I am not from there, have always heard great things of Athens, and confess I was amazed to see the alabaster walls, the works of marble Pericles commissioned.  How unlike our own great Thebes!  And, grandest of all—how shall I put it—an atmosphere of freedom–one could feel it in one’s bones.  But now….

Of course, I could not go as myself, being known in Thebes, and perhaps familiar to some emissary who has visited our realm.  So, I made myself to look the way their women look (a little younger than myself, I confess!).  So, I was surprised when some strange man accosted me.  (I am not young enough to be accosted by strange men, no matter how much wizardry I plaster on my face!)  Truth be told, I was affronted by his boldness.  Then, affront upon affront compounded!—another came, and another, bidding me go with them.  “On what charge?” I calmly, half-politely asked.  But, they were grim-faced, and with their hands upon my forearms ushered me away.

They led me to some cell underground.  I could not see their faces in the light of the torch ensconced on the wall.  It was hard to breathe in there… and I was scared.  Always I had heard such tales of Athens—how well the women there were treated; it was said they ruled the roost (though not, of course, anything to touch on matters politic or military; such matters are best left to men!)

They wanted to know what business I had in Athens.  So, I I told them frankly: my dear niece, still heartbroken from my sister’s recent passing, had sent me a disturbingnote.  To soothe her anguished mind she was considering eloping with some young playwright—Euripides—something like that!  Of course, I came as soon as I could.  I could not let her throw her life away!

But, the men in the dim light were not amused.  Nor bemused, either!  They said I had been seen, pausing in the agora, to hear that ancient, bearded man, that Socrates, sowing his sedition!  They wanted to know what I had heard.

I said I’d only paused a moment.  I’d other matters on my mind, wanted to get back to my own home.  I was not aware that Athens had restricted travel!

And then, I swear it is hard to say it—two of them grabbed me and the other felt me up—put his hands all over me!  What were they looking for? I demanded.  Then, I pleaded, Did they know who I was?  That I was Thebes’ own queen?

They laughed.  Horrible, Hadean laughter!  They said they knew more about me than I did!  It would come out in time!  And they winked at one another.  And, evil flashed in their dark eyes.

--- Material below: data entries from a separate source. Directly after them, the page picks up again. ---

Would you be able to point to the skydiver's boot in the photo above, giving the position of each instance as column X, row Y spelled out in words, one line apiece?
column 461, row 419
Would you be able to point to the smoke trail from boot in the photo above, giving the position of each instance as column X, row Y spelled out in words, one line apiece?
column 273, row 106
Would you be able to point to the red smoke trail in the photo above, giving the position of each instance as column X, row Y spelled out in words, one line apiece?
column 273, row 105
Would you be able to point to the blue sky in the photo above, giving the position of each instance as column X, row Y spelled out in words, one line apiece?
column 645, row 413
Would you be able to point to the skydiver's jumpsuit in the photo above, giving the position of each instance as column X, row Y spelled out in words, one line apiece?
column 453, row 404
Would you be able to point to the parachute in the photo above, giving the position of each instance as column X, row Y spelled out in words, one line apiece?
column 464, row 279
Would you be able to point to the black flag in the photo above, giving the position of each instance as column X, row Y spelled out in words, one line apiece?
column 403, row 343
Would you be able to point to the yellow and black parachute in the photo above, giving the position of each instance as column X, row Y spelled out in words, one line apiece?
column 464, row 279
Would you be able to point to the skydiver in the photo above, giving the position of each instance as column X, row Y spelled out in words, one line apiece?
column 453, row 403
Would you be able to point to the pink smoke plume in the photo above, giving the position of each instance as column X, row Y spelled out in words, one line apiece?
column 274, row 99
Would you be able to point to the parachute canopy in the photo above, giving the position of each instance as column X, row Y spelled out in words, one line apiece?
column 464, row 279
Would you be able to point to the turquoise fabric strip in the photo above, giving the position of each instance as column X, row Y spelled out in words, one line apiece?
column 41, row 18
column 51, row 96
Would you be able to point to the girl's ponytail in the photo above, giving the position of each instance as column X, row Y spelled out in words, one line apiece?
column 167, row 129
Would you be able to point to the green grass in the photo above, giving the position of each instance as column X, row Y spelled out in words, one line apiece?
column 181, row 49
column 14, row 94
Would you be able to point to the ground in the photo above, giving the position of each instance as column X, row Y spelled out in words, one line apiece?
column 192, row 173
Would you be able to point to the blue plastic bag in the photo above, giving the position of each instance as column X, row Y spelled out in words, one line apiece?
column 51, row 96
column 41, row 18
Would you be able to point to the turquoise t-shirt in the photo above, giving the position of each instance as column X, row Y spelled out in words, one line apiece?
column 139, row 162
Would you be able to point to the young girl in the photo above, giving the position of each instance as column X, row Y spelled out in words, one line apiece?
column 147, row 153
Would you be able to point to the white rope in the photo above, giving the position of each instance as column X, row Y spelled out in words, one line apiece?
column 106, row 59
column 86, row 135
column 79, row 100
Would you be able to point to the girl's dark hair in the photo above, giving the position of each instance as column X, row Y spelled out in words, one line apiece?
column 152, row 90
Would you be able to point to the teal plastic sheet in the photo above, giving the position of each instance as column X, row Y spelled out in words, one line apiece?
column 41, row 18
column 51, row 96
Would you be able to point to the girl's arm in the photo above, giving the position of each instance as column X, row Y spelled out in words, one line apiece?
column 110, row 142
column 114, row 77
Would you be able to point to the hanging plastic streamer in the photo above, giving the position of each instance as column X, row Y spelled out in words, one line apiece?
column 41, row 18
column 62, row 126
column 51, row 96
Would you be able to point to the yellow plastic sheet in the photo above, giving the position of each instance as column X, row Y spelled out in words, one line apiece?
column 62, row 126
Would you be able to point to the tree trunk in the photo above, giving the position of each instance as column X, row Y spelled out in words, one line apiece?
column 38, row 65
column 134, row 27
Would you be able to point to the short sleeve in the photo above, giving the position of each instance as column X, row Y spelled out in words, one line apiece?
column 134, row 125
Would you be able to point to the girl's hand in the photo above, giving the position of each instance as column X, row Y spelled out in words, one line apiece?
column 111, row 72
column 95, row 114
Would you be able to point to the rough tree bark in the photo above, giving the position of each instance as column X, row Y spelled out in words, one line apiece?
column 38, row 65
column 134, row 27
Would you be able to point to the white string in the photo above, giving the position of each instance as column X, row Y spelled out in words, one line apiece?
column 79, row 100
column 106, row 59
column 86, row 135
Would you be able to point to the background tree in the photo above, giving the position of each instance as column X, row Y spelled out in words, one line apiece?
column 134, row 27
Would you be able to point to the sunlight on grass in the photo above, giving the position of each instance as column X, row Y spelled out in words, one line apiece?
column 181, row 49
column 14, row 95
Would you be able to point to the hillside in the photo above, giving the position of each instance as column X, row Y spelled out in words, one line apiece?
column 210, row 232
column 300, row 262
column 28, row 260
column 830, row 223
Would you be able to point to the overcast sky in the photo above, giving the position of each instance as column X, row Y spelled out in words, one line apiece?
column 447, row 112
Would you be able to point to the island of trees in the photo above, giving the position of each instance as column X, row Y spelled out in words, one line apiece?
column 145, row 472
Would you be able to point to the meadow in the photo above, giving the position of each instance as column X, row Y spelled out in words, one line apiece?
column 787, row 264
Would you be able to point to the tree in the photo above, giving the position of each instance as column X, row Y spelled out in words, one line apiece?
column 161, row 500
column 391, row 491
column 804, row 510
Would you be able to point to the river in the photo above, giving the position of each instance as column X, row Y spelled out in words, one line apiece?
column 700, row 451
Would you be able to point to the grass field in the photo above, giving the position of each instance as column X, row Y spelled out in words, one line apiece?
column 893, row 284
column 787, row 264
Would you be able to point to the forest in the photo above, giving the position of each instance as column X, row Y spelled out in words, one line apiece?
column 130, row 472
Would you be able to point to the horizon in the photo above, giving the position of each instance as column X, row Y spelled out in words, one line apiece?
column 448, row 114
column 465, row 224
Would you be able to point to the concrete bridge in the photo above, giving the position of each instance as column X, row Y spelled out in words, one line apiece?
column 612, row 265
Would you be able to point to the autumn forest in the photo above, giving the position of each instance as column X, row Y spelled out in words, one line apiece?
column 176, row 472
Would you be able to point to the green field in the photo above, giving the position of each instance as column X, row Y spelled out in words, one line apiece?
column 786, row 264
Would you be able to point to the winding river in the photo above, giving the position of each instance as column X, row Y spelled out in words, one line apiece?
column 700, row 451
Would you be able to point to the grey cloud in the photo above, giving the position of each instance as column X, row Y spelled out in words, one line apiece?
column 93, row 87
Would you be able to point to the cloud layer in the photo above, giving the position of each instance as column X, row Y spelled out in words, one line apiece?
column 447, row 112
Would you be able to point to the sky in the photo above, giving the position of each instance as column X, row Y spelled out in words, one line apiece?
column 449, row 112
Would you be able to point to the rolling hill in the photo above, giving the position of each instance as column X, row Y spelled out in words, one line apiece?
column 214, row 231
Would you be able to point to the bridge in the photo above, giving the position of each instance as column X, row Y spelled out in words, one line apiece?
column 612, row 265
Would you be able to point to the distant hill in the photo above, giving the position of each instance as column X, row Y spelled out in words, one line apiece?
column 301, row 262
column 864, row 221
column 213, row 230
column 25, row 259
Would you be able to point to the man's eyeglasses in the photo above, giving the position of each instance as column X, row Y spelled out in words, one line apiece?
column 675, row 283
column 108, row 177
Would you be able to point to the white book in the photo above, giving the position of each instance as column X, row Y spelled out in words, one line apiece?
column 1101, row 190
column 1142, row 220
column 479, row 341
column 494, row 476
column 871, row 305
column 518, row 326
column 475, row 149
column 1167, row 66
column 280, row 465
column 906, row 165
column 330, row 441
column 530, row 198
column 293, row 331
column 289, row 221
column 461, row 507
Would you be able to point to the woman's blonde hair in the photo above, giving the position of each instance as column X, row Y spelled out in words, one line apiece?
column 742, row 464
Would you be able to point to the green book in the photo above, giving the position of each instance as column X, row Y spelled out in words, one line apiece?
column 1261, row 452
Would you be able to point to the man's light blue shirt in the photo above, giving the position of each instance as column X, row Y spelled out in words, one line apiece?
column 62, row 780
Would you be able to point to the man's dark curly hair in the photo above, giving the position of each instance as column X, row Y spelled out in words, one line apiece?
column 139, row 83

“What had I heard the old fool say?” they asked.  “Who?”  This Socrates!  I asked them to unhand me and I’d tell them.  They twisted my arm behind me.  “I am not a young woman,” I cried.  “Have you no mothers of your own?”  They laughed again and twisted harder.

I told them what I could remember—eked it out against the pain: I could not so much remember what as how he said it.  I’d never heard Greek spoken so well—precisely.  One argument succeeding perfectly upon the other and leading to another even more refined.  It was something about the need to keep the channels open.  Not to be afraid to speak one’s mind, to see where thought might flow.  It was something about not censoring oneself because of fear of who was listening.  Something about the need to be fearless in the face of tyranny.  Not to be a fool and provoke trouble; but to stand one’s ground and use one’s mind with subtlety.  It was a kind of music how he said it!

They let me go then.  They said I’d best be quiet if I knew what was good for me!  They said they knew things about me—things I didn’t know—that would disgrace me and destroy my kingdom.  They said I’d better watch myself–even what I thought!

They laughed their evil laugh again, and let me wander down dim corridors, alone.

3.  A Persian speaks

Of course I told them everything!  You would, too.

They were roasting me alive!  I smelled my burning flesh!  I heard the sizzling sound!  I vomited.  They smeared my vomit in my face and laughed.

I did not know this “Socrates.”  I’d never heard of him!  What was I doing in their holy city?  Persian “scum” like me?

I told them again: I was a poor man in my village.  A sheep-herder.  One day, marauders fell upon me, sold me into slavery.  I’d escaped.  I’d wandered, stowed away on a boat.  Found myself in Athens.

How did I know Greek, they wondered?  How had I survived?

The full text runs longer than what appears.